Kobe Bryant won three of his five championships as Shaq's co-star, so to rank both of them ahead of LeBron is a little disingenuous. Larry Bird won three championships over his career but LeBron outranks him on the basis of individual accomplishments, and statistics, and this applies to all names on this list including Jordan, longevity.
Bayless has shared this ranking before and explained why he chose to put LeBron at No. 9 behind the aforementioned players.
"Before 40,000 points I had LeBron 9th on my All-Time list," said Bayless. "After 40,000 points, I still have LeBron 9th on my all-time list. Playing longer does not make you better or more valuable. LeBron James is not better than Larry Bird, he's not better than Kobe Bryant... both Bird and Bryant were better shooters and much, much better closers than LeBron James."
Bayless' subjective opinion can't be argued with but James does have better all-time clutch stats than Kobe while the sample size for Bird isn't nearly as big as what we've seen from James. Considering LeBron has played a decade more NBA basketball than Bird, it's not fair to ignore his never-seen-before longevity for intangibles like clutch habits.
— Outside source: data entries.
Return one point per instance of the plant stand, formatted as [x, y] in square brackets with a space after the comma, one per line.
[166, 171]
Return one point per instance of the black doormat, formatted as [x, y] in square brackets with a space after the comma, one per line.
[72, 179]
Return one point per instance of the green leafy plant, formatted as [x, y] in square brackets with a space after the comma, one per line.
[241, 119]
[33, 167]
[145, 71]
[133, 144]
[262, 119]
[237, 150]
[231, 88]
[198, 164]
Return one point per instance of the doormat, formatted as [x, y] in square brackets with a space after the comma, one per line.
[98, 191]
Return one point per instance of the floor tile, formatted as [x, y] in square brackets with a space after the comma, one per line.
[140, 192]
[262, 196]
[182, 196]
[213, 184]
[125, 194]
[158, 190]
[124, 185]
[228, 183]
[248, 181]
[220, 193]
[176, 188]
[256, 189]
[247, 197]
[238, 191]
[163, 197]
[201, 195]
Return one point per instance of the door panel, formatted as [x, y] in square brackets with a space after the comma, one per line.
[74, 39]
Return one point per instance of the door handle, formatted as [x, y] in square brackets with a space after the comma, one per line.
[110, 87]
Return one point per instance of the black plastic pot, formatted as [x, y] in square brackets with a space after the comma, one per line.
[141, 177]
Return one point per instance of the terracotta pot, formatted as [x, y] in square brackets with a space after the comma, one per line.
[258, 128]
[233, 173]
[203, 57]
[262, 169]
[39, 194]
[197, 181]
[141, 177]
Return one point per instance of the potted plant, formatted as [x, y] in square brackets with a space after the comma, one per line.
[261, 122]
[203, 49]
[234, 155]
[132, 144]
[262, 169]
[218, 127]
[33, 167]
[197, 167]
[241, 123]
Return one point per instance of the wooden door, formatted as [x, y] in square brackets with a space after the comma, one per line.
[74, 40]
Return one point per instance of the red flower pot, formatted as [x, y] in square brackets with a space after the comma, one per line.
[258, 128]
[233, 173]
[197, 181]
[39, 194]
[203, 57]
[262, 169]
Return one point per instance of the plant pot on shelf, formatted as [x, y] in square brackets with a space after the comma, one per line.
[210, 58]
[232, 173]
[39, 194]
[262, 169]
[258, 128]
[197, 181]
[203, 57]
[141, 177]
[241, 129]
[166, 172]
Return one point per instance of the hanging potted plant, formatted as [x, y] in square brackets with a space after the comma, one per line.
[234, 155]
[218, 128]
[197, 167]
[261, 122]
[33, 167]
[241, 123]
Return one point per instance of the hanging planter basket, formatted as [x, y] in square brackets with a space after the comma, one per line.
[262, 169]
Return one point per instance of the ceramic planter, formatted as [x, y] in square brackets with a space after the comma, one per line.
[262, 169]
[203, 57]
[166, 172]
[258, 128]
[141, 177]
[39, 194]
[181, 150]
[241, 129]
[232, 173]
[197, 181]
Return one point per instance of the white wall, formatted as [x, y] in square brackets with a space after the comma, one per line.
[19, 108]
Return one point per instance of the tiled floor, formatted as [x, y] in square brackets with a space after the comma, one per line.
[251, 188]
Bayless has previously said that another title win would only improve James to No. 8 on his list, meaning he would move ahead of Bird in Skip's eyes. To put a championship qualifier on that is already asinine given the body of work we've seen from LeBron, who's averaged 20+ points in all 22 seasons of his career as the No. 1 option on his team.
We can argue over who the GOAT is till the cows come home, but I firmly believe that any list not featuring Jordan, James, and Kareem as the top three is inherently disingenuous or biased against these stars, whether it's personal or from a lack of knowledge.